AsinhTransformer(m, a, t)

Implementation of inverse hyperbolic sine function, authored by Scott White (FlowUtils v0.8).

HyperlogTransformer(w, m, a, t)

Implementation of Hyperlog transform is authored by Scott White (FlowUtils v0.8).

LogTransformer(base, m, t, **kwargs)

Apply log transform to data, either using parametrized log transform as defined in GatingML 2.0 specification (implemented by Scott White in FlowUtils v0.8) or using natural log, base 2 or base 10.

LogicleTransformer(w, m, a, t)

Implementation of Logicle transform is authored by Scott White (FlowUtils v0.8).

Normalise(norm, axis)

Normalise data using Scikit-Learn normalize function (https://bit.ly/2YBfe3o) Norms are stored in the attribute ‘norms’ and normalisation reversed by passing the transformed data to the ‘inverse’ method.

Scaler(method, **kwargs)

Utility object for applying Scikit-Learn transformers to a chosen dataset.
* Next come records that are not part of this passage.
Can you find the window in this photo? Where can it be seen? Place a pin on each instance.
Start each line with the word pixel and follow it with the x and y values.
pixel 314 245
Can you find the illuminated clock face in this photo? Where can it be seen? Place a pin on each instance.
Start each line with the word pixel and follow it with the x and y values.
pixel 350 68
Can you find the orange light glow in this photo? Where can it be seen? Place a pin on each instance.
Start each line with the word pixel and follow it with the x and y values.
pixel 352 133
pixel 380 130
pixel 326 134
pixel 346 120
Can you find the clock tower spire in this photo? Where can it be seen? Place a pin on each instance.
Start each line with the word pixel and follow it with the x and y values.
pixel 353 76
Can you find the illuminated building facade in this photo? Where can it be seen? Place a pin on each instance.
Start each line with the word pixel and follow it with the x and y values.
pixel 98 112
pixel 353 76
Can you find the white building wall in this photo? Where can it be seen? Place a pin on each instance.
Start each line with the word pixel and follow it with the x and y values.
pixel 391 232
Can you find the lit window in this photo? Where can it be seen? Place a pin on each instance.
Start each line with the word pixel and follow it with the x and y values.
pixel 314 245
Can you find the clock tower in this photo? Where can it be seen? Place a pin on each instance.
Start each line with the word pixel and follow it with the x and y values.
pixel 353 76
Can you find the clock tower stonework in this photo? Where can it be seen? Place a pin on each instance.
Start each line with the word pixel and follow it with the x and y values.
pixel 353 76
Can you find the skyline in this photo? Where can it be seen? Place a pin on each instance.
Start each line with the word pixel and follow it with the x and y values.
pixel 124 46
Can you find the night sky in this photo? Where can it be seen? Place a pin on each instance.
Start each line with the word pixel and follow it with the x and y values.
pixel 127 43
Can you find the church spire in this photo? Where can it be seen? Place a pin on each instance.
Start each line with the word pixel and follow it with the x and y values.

Transformer(transform_function, …)

Base class for Transformer object.

Exceptions:

TransformError

Functions:

apply_transform(data, features[, method, …])

Apply a transformation to the given DataFrame and the chosen columns (features).

apply_transform_map(data, feature_method[, …])

Wrapper function to cytopy.flow.transform.apply_transform; takes a dictionary (feature_method) where each key is the name of a feature and the value the transform to be applied to that feature.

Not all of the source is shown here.